Guys that want to know you will seek you out and spend time getting to know you – period. That’s a fact.
And you’re right – it ain’t always pretty – but the journey can be spectacular . XO
Shelbi Lynne
April 11, 2017 at 6:42 pm (7 years ago)Thank you Jamie! It’s definitely an issue that all of us riding the single bus have to deal with but I know our prince charmings are out there and they won’t be playing mind games when God decides it is our time 🙂
Shelbi Lynne
April 11, 2017 at 6:44 pm (7 years ago)Hi Paula! Thank you for reading. I am sure that dating is and never will be easy but hopefully it is at least worth the time you put in!
Briana
April 11, 2017 at 12:32 am (7 years ago)I totally agree! Being old fashioned is better. That top looks perfect on you!
Briana
http://beyoutifulbrunette.blogspot.com/
Shelbi Lynne
April 11, 2017 at 10:42 pm (7 years ago)Amen to that! I hate that society/technology has made it so that people don’t have to have a real conversation!
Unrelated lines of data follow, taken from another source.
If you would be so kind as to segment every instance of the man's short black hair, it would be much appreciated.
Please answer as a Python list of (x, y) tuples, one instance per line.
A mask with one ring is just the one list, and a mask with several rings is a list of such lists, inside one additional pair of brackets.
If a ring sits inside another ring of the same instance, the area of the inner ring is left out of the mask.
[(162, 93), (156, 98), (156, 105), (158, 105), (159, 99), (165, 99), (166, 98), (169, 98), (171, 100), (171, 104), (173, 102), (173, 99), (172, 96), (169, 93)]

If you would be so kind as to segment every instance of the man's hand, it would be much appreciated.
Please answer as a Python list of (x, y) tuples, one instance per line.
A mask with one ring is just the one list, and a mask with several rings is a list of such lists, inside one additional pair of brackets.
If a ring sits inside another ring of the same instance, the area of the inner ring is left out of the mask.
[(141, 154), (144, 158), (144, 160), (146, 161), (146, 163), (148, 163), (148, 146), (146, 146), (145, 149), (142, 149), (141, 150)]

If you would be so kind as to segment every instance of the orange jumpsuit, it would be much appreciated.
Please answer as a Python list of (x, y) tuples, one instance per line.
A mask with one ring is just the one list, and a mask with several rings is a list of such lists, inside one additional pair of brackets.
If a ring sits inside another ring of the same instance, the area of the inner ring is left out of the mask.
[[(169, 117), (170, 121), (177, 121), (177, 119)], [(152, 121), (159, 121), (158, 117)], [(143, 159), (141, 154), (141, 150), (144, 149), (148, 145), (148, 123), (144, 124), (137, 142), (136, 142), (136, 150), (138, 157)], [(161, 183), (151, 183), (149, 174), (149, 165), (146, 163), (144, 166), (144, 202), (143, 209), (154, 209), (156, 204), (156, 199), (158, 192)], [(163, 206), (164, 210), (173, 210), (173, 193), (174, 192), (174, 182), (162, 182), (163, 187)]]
Thank you so much for reading 🙂
Nikki
April 12, 2017 at 12:32 pm (7 years ago)Girl I have been writing a little “draft” post about this for the past month! Since I’ve only been single for a few months, it’s so strange after being in a committed relationship for 3 years. I can’t just text you whenever I want, much less call or ACTUALLY SEE YOU?! It’s so frustrating! I live by the movie “He’s Just Not That Into You.” because you’re right, if I guy wants to see you, he WILL make it happen! Love this girl! <3
XOXO, Nikki
Shelbi Lynne
April 19, 2017 at 5:09 pm (7 years ago)Yes it is SO frustrating and so draining! It doesn’t help that social media just amplifies it all! I was totally thinking about that same movie when I was writing this because it really is so true. Your prince charming is out there my friend and when you find him you won’t have to question it one bit!!